Pour garder les lumières allumées et les machines en marche dans la seule banque de sang de la bande de Gaza, les Palestiniens exploitent la seule ressource naturelle dont ils disposent en abondance : la lumière du soleil.

À quel point cette source d’énergie est vitale est devenue évidente plus tôt ce mois-ci lorsque la centrale électrique de ce territoire grouillant a été fermée par le dernier échange d’attaques de missiles et de roquettes entre Israël et le Jihad islamique dans le nord de Gaza.

Mais la Central Blood Bank Society, dont le toit est recouvert de panneaux solaires, a continué à fonctionner malgré les bombardements qui ont provoqué des coupures de courant généralisées dans le reste de Gaza.

« Notre projet les a aidés, et cette escalade a été un premier test », a déclaré Sami Matar à Avresco News sur Zoom depuis la bande de Gaza.

Matar, qui travaille avec l’agence américaine à but non lucratif American Near East Refugee Aid, ou Anera, sur des projets solaires dans tout Gaza, a déclaré que l’installation du système d’énergie solaire a aidé la banque de sang à fonctionner plus longtemps pendant les heures de travail. Il a déclaré que le générateur est souvent la deuxième alternative lorsque l’alimentation électrique standard via la centrale électrique à combustible s’éteint.
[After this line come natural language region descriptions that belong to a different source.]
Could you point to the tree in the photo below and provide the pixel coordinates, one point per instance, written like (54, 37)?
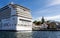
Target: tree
(37, 22)
(42, 20)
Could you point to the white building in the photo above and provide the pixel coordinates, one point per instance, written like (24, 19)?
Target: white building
(15, 17)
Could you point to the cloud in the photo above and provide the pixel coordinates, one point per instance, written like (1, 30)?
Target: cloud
(56, 18)
(53, 2)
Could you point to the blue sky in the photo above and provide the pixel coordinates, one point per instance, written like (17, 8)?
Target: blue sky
(50, 9)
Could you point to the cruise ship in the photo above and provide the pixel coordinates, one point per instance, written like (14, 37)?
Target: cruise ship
(15, 17)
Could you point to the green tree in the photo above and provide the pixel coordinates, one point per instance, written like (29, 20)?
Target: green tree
(37, 22)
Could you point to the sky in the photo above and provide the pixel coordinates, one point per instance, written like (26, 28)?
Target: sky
(50, 9)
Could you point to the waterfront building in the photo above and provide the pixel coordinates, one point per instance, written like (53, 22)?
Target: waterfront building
(15, 17)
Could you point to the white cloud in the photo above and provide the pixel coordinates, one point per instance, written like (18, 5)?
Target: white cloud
(56, 18)
(53, 2)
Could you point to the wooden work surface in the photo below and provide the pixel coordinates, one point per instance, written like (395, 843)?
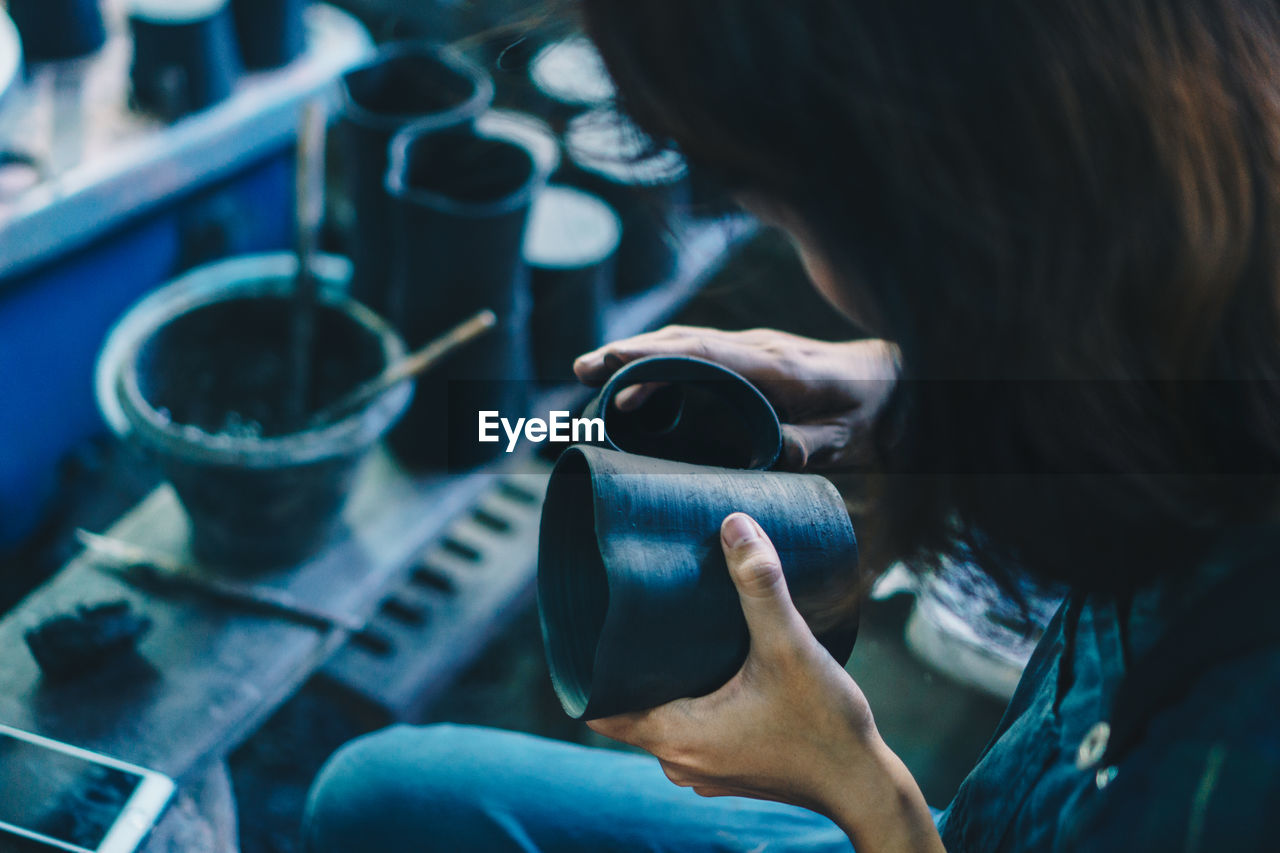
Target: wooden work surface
(214, 673)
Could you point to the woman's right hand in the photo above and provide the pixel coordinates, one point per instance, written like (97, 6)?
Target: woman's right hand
(827, 393)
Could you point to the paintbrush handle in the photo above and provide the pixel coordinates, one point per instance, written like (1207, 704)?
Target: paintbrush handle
(408, 368)
(160, 569)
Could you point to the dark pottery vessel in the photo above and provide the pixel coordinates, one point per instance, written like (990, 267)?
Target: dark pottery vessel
(184, 59)
(634, 594)
(405, 83)
(649, 190)
(54, 30)
(272, 33)
(570, 247)
(461, 201)
(703, 414)
(201, 375)
(529, 131)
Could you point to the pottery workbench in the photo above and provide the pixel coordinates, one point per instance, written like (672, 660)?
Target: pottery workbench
(410, 562)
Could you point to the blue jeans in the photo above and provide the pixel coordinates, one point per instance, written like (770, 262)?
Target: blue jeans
(460, 789)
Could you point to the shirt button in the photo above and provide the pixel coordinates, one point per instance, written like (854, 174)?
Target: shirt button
(1093, 747)
(1105, 776)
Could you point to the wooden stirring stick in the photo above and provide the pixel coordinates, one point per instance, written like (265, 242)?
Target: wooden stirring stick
(146, 568)
(407, 368)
L’ensemble du projet a coûté 46 000 $ et les panneaux devraient durer environ 20 ans.

La semaine prochaine, Matar a déclaré qu’Anera prévoyait de lancer le processus de soumission d’un appel d’offres pour qu’une entreprise de construction installe des panneaux solaires pour alimenter une unité d’osmose inverse pour un puits d’eau agricole devant desservir au moins sept fermes à Rafah. Le but est d’éliminer le sel de l’eau et de les aider à faire pousser plus de cultures. Il devrait être terminé fin septembre.

Une série de violences a éclaté à Gaza au début du mois, faisant 46 morts parmi les Palestiniens, dont 15 enfants et quatre femmes. De plus, 360 Palestiniens et 70 Israéliens ont été blessés dans les combats.

Pendant les attaques, la centrale électrique de Gaza a été fermée, ce qui a entraîné des coupures de courant pendant plus de 20 heures par jour. Ce n’est qu’après la déclaration d’un cessez-le-feu le 7 août que les Israéliens ont autorisé la reprise des livraisons de carburant via le poste frontière de Kerem Shalom afin que la centrale puisse recommencer à produire de l’électricité.